1.9.5  用户合法性检查和报文有效性检查配置举例

1. 组网需求

·            Switch A是DHCP服务器；

·            Host A是DHCP客户端；用户Host B的IP地址是10.1.1.6，MAC地址是0001-0203-0607。

·            Switch B是DHCP Snooping设备，在VLAN 10内启用ARP Detection功能，对DHCP客户端和用户进行用户合法性检查和报文有效性检查。

2. 组网图

图1-3 配置用户合法性检查和报文有效性检查组网图

3. 配置步骤

(1)       配置组网图中所有接口属于VLAN及Switch A对应VLAN接口的IP地址（略）

(2)       配置DHCP服务器Switch A

# 配置DHCP地址池0。

<SwitchA> system-view

[SwitchA] dhcp enable

[SwitchA] dhcp server ip-pool 0

[SwitchA-dhcp-pool-0] network 10.1.1.0 mask 255.255.255.0

(3)       配置DHCP客户端Host A和用户Host B（略）

(4)       配置设备Switch B

# 启用DHCP Snooping功能。

<SwitchB> system-view

[SwitchB] dhcp snooping enable

[SwitchB] interface gigabitethernet 1/0/3

[SwitchB-GigabitEthernet1/0/3] dhcp snooping trust

[SwitchB-GigabitEthernet1/0/3] quit

# 在接口GigabitEthernet1/0/1上启用DHCP Snooping表项记录功能。

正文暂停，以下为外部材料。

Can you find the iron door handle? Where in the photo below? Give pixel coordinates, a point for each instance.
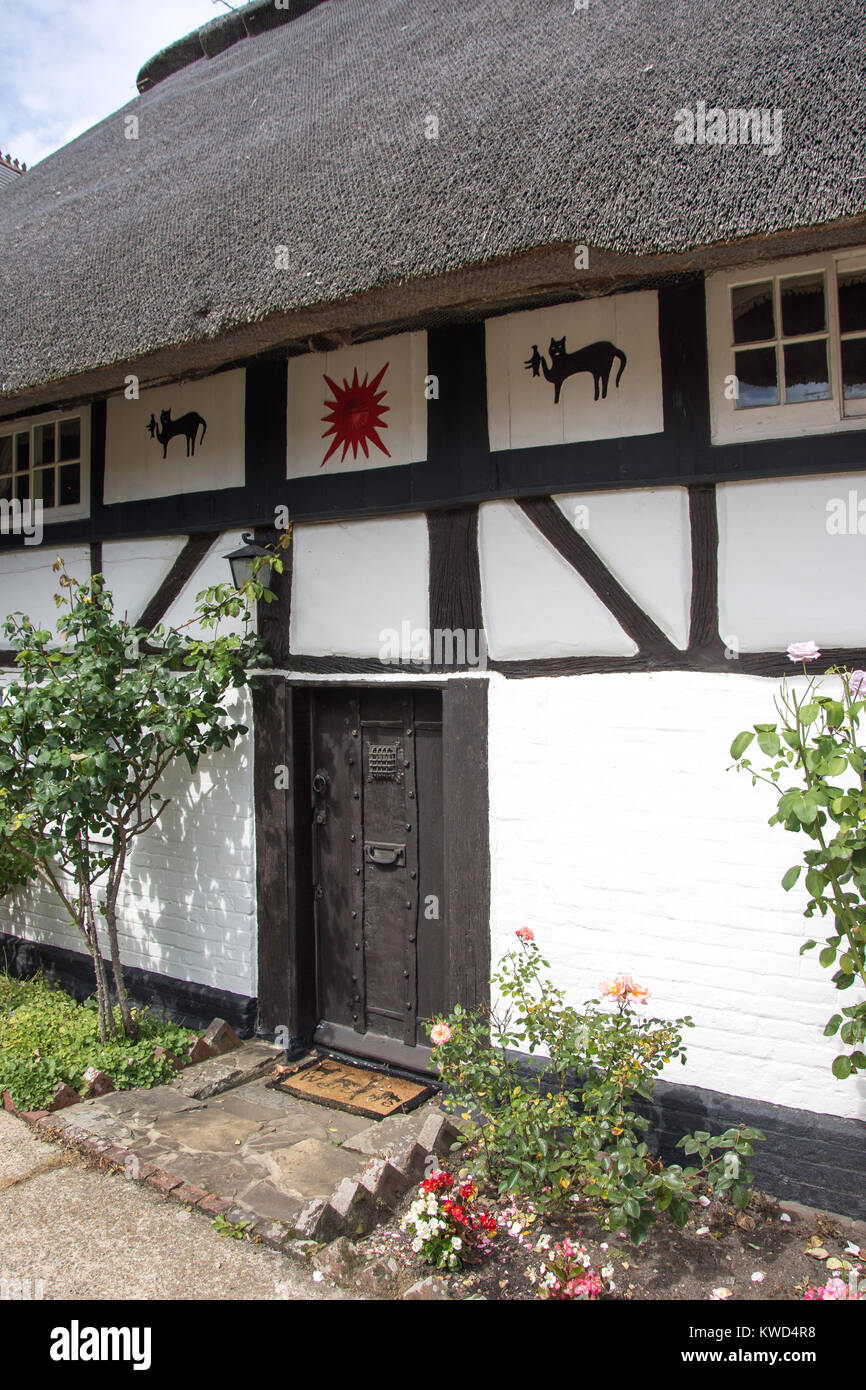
(378, 854)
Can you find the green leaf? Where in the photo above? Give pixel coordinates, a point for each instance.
(740, 744)
(769, 744)
(816, 883)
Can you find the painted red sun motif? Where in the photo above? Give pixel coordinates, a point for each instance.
(355, 416)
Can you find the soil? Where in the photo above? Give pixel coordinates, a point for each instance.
(719, 1248)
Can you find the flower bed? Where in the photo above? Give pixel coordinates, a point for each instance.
(49, 1041)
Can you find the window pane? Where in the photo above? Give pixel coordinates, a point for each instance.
(45, 444)
(806, 371)
(802, 305)
(756, 378)
(70, 439)
(752, 313)
(70, 485)
(852, 300)
(854, 369)
(43, 485)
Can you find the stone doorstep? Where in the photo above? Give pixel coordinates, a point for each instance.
(228, 1070)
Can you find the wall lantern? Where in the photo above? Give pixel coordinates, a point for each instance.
(242, 560)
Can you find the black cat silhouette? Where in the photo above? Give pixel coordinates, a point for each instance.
(595, 359)
(186, 426)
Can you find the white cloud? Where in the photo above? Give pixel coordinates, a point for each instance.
(68, 66)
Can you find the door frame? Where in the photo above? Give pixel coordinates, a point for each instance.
(284, 847)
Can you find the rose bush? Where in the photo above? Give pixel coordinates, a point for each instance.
(572, 1130)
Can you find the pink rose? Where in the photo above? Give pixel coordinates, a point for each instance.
(802, 652)
(637, 991)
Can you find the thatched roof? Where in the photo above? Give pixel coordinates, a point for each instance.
(555, 127)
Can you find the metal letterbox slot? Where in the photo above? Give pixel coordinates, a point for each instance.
(384, 762)
(387, 855)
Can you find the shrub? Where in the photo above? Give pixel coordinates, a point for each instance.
(573, 1130)
(46, 1039)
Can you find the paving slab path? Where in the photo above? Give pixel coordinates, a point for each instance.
(70, 1230)
(223, 1140)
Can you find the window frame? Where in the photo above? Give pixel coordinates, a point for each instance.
(9, 428)
(788, 419)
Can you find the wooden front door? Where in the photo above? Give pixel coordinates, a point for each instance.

[SwitchB] interface gigabitethernet 1/0/1

[SwitchB-GigabitEthernet1/0/1] dhcp snooping binding record

[SwitchB-GigabitEthernet1/0/1] quit

# 使能ARP Detection功能，对用户合法性进行检查。

[SwitchB] vlan 10

[SwitchB-vlan10] arp detection enable

# 接口状态缺省为非信任状态，上行接口配置为信任状态，下行接口按缺省配置。

[SwitchB-vlan10] interface gigabitethernet 1/0/3

[SwitchB-GigabitEthernet1/0/3] arp detection trust

[SwitchB-GigabitEthernet1/0/3] quit

# 在接口GigabitEthernet1/0/2上配置IP Source Guard静态绑定表项。

[SwitchB] interface gigabitethernet 1/0/2

[SwitchB-GigabitEthernet1/0/2] ip source binding ip-address 10.1.1.6 mac-address 0001-0203-0607 vlan 10

[SwitchB-GigabitEthernet1/0/2] quit

# 配置进行报文有效性检查。

[SwitchB] arp detection validate dst-mac ip src-mac

完成上述配置后，对于接口GigabitEthernet1/0/1和GigabitEthernet1/0/2收到的ARP报文，先进行报文有效性检查，然后基于IP Source Guard静态绑定表项、DHCP Snooping安全表项进行用户合法性检查。